Newspaper Enterprise Association
By William A. Rusher
HAS SCIENCE REACHED ITS LIMITS ?
It's time to stand back, for a moment, from the astonishing events that are shaking the communist empire and note a little concession that appeared recently in Time magazine. In the long run, it may prove even more important.
Time, which is evidently determined to wrest from Newsweek the title of Most Liberal Newsmagazine, ran an essay by Philip Dunne in its Jan. 15 issue. Dunne's subject was the ongoing battle over school textbooks being waged between evolutionists and creationists. I hardly need add that Dunne is all for the evolutionists.
BUT WHAT CAUGHT my eye was a seemingly casual remark about three-quarters of the way through Dunne's essay. He has been discussing the dispute over whether the fossil record yields sufficient evidence of the "intermediate types" (between species one of which allegedly evolved from the other) that evolutionary theory would seem to require, but then changes the subject.
"But none of that, pro or con, has a thing to do with theories of creation, or the origin of life on Earth........ The mystery of creation, as every real scientist is quick to admit, is not one that science is capable of solving."
Now that is a truly extraordinary admission. For Dunne isn't talking about some temporary inability: He means that the whole subject of ultimate origins is simply, and permanently, beyond the ken of science.
To be sure, he carefully rejects any attempt to offer a religious explanation instead:
"Neither scientists nor religious folk can know why the miracle we call life happened."
But the news isn't that secular humanists have no use for a religious explanation. The big news is that they're beginning to admit that they don't, and can never, have an explanation either.

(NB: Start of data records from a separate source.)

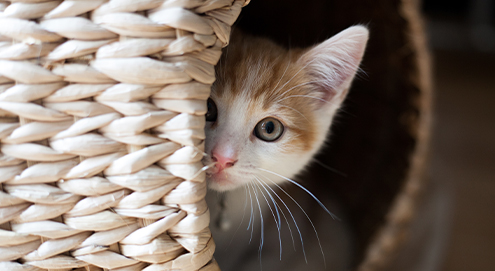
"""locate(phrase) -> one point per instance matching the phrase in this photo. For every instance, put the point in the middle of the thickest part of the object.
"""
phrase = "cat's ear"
(333, 63)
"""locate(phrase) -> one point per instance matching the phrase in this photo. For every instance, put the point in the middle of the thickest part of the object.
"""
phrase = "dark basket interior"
(376, 133)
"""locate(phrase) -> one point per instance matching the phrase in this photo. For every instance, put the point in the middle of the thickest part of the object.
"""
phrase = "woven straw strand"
(101, 129)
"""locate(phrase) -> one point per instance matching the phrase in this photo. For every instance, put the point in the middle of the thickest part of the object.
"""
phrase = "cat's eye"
(269, 129)
(211, 114)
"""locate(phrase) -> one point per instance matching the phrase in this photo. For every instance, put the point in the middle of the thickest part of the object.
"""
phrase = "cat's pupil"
(269, 127)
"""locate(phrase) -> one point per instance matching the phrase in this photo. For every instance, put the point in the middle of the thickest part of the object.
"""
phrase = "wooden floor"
(463, 155)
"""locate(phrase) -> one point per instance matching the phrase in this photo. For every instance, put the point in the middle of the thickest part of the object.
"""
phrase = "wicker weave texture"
(101, 128)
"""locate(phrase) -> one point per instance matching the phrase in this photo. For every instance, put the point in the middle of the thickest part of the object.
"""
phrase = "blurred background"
(462, 36)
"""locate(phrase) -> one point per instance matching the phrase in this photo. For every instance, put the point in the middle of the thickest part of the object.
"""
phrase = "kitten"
(270, 112)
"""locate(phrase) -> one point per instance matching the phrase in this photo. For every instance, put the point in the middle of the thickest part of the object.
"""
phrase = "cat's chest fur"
(239, 249)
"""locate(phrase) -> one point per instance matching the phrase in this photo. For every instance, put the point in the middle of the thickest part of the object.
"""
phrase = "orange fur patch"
(271, 79)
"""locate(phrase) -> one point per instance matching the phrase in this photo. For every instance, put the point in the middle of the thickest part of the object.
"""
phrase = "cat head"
(271, 109)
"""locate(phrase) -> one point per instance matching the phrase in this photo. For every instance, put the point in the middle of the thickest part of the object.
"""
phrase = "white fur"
(335, 61)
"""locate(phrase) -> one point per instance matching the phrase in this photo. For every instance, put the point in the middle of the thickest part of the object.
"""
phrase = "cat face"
(271, 108)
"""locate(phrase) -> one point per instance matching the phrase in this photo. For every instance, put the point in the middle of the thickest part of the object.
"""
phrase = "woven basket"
(101, 129)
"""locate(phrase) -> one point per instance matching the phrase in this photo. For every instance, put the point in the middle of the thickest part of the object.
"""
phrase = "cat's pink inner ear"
(334, 62)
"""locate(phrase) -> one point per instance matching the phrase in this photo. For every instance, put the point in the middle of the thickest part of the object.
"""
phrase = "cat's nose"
(223, 162)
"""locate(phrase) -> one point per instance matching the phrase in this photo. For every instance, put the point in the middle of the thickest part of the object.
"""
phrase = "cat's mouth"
(220, 181)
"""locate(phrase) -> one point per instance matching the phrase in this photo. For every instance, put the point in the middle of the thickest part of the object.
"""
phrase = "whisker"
(251, 217)
(264, 185)
(330, 168)
(262, 238)
(305, 190)
(307, 216)
(273, 214)
(242, 219)
(293, 219)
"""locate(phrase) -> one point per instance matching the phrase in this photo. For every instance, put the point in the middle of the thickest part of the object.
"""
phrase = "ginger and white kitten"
(269, 113)
(271, 108)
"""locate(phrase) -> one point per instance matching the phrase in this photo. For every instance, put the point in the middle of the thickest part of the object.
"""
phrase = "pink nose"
(223, 162)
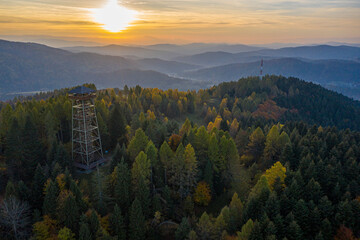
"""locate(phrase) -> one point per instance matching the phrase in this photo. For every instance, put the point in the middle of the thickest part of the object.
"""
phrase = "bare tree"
(14, 216)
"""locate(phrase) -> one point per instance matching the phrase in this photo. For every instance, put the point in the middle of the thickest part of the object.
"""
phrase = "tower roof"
(82, 90)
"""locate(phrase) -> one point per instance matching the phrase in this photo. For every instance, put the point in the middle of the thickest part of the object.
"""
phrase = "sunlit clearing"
(114, 17)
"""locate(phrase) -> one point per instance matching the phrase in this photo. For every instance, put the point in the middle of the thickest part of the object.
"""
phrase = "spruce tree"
(71, 213)
(116, 127)
(50, 200)
(32, 148)
(142, 193)
(122, 185)
(62, 157)
(94, 223)
(84, 232)
(136, 221)
(183, 229)
(137, 144)
(117, 223)
(37, 187)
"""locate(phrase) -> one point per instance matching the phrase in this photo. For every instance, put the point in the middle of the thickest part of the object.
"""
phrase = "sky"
(182, 21)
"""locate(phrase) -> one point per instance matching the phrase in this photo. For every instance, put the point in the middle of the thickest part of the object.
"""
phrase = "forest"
(255, 159)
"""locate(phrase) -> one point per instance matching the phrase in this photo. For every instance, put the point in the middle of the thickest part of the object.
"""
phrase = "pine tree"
(236, 212)
(166, 157)
(137, 144)
(256, 144)
(205, 227)
(213, 153)
(191, 169)
(183, 229)
(50, 200)
(143, 194)
(94, 224)
(63, 158)
(294, 231)
(136, 221)
(32, 148)
(122, 185)
(246, 230)
(117, 223)
(256, 233)
(37, 187)
(71, 213)
(66, 234)
(141, 169)
(99, 193)
(84, 232)
(116, 127)
(14, 152)
(119, 154)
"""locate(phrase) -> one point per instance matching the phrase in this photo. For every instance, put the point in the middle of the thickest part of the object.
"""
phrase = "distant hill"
(197, 48)
(212, 59)
(28, 67)
(320, 52)
(303, 101)
(338, 75)
(314, 52)
(168, 67)
(118, 50)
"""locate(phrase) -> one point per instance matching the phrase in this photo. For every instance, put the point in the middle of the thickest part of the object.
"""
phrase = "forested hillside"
(276, 158)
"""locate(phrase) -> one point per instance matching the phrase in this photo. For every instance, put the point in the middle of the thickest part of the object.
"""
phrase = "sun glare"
(114, 17)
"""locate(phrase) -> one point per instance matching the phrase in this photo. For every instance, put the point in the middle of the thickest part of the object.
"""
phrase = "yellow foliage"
(202, 195)
(60, 179)
(217, 122)
(45, 229)
(276, 171)
(151, 115)
(46, 185)
(105, 223)
(210, 126)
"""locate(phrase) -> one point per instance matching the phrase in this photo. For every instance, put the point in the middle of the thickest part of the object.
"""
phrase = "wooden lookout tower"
(86, 143)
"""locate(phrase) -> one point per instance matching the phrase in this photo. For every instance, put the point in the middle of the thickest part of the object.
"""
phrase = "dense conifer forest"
(276, 158)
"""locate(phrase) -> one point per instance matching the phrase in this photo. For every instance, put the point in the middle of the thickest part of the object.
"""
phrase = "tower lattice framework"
(86, 142)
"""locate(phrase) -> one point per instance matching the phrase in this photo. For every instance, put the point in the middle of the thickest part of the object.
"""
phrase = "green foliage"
(117, 223)
(136, 221)
(137, 144)
(246, 230)
(298, 182)
(66, 234)
(183, 229)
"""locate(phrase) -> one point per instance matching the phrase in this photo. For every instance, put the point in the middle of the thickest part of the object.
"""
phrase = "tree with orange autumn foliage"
(202, 195)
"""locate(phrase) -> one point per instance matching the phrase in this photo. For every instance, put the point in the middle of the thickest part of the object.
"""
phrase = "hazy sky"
(185, 21)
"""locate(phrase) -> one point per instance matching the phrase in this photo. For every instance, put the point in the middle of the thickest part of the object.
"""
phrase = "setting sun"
(114, 17)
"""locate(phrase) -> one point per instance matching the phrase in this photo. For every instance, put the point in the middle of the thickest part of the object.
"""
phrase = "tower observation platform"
(87, 151)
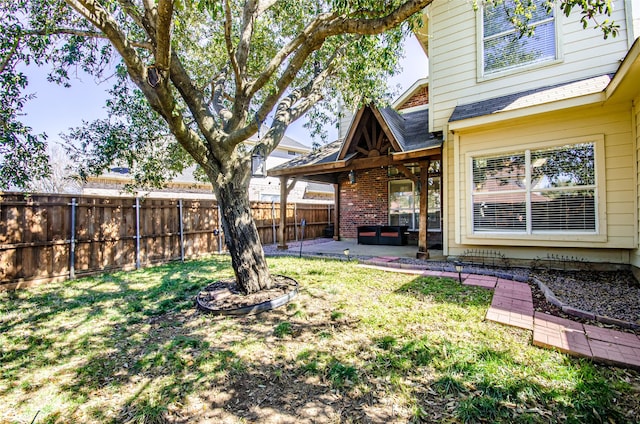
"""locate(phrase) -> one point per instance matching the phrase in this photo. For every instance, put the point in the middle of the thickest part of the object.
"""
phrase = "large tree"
(196, 78)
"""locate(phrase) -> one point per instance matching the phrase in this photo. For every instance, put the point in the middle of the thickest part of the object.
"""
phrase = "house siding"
(454, 66)
(620, 189)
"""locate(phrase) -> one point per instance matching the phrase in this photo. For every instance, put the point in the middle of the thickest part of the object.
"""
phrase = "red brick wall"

In the 19th century, when the afterglow of the Enlightenment was still bright in the skies, secular humanists were a good deal chestier. Browning, noting the growth of such secular sciences as biology, geology, psychology, and a flock of other "ologies," taunted religious believers in one of his poems:
"Greek endings, like a little leper's bell, That signifies some faith's about to die."

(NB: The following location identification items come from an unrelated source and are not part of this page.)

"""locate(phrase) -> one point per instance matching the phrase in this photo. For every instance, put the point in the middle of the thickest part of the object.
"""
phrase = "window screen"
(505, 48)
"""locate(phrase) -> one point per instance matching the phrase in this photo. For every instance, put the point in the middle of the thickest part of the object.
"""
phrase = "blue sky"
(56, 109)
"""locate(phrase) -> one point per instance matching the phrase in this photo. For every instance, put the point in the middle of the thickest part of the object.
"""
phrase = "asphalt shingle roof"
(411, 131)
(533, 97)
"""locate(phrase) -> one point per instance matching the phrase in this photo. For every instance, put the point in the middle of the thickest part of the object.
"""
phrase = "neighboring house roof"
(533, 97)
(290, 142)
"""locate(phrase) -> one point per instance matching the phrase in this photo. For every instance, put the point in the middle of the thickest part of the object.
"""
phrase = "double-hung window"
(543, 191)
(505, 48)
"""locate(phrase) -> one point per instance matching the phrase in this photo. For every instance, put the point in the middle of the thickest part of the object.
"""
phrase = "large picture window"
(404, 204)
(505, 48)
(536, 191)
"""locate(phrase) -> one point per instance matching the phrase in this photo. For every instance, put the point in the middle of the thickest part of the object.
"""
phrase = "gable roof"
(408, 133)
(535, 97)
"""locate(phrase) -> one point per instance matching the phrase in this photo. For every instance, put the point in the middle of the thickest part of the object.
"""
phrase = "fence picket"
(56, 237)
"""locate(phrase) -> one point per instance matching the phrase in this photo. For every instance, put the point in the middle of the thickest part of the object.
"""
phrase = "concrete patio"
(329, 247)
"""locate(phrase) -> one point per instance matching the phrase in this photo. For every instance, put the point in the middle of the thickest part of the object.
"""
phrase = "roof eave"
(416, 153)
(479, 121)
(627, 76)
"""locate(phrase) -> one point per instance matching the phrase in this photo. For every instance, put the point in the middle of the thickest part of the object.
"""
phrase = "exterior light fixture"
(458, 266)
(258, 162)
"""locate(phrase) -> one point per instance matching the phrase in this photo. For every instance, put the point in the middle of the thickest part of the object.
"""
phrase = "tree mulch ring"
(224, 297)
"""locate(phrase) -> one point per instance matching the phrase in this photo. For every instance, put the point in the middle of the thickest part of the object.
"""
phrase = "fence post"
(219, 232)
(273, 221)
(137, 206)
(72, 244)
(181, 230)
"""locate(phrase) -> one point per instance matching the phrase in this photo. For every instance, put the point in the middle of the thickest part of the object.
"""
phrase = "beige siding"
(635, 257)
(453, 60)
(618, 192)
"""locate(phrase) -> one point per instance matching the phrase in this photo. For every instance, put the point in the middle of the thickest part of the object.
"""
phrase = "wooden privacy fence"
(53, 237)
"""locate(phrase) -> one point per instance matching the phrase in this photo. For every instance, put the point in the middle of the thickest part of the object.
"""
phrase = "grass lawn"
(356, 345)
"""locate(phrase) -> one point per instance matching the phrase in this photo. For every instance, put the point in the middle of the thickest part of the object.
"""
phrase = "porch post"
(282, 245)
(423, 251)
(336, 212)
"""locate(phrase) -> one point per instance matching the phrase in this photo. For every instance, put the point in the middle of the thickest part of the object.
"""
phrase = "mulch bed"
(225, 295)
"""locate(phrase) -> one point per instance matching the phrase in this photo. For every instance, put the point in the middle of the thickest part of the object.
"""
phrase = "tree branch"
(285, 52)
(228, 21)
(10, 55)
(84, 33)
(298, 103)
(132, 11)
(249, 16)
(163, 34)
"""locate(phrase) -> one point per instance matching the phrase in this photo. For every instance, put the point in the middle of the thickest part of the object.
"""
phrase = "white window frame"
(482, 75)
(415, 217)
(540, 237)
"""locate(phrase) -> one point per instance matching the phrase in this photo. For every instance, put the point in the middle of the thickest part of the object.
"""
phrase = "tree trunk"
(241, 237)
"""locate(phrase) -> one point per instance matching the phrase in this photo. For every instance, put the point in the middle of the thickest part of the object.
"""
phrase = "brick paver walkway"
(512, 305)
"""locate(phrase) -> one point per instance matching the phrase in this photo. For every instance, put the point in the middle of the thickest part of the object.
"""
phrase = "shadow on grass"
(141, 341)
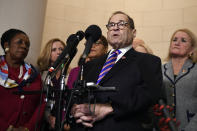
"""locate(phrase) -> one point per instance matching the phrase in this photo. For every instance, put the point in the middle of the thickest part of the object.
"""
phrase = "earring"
(6, 49)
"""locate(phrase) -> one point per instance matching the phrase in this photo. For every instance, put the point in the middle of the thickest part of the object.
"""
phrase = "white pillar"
(26, 15)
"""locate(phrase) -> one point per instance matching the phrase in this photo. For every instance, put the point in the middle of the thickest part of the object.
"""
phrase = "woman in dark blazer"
(180, 79)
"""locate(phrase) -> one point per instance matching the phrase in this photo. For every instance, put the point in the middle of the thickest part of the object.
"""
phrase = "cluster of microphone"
(92, 34)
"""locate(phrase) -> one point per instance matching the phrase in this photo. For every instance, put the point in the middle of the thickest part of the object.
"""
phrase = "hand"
(87, 114)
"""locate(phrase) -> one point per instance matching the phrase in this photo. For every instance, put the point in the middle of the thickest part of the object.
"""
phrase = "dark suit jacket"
(138, 79)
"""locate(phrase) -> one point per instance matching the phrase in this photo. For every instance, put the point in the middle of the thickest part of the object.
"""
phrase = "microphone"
(92, 34)
(72, 43)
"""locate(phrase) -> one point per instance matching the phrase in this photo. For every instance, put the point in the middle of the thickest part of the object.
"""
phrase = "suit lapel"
(124, 61)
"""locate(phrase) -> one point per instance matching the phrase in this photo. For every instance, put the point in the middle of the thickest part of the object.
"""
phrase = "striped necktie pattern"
(108, 64)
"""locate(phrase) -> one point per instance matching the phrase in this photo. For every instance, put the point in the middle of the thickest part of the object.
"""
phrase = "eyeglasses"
(121, 25)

THE GIVEAWAY that Dunne is making a major concession is his brave effort to slip past it casually: Science is incapable of solving the mystery of creation, "as every real scientist is quick to admit."
If they have been "quick to admit" it, it's news to me.
An inspection of back issues of Time itself, over the decades, will turn up story after story about this or that apparently respectable scientist who was mixing in laboratory flasks the presumed ingredients of tidal pools on the surface of the early earth. Then he would subject the flasks to electric discharges (to simulate lightning) and peer into a microscope at the result, hoping to detect life, or at least some progress in that direction.
Unfortunately, recent sophisticated studies of the molecular chains that would have to be assembled "accidentally" to create the preconditions for life have for all practical purposes ruled out such a possibility.
British cosmologist Sir Fred Hoyle has compared such a coincidence to the likelihood "that a tornado, blowing through a barnyard, might assemble a Boeing 747 out of the materials available there."
WHAT IS REALLY happening is almost breathtaking in its implications.
At one end of the observational spectrum, cosmologists have traced the origin of the universe backward to a Big Bang which they can never press on "beyond," so to speak. And, at the other end, scientists probing the world of the extremely small find themselves confronted by phenomena that simply defy explanation, or even observation, in any terms that can be called scientific.
It looks very much as if science is reaching its permanent limits.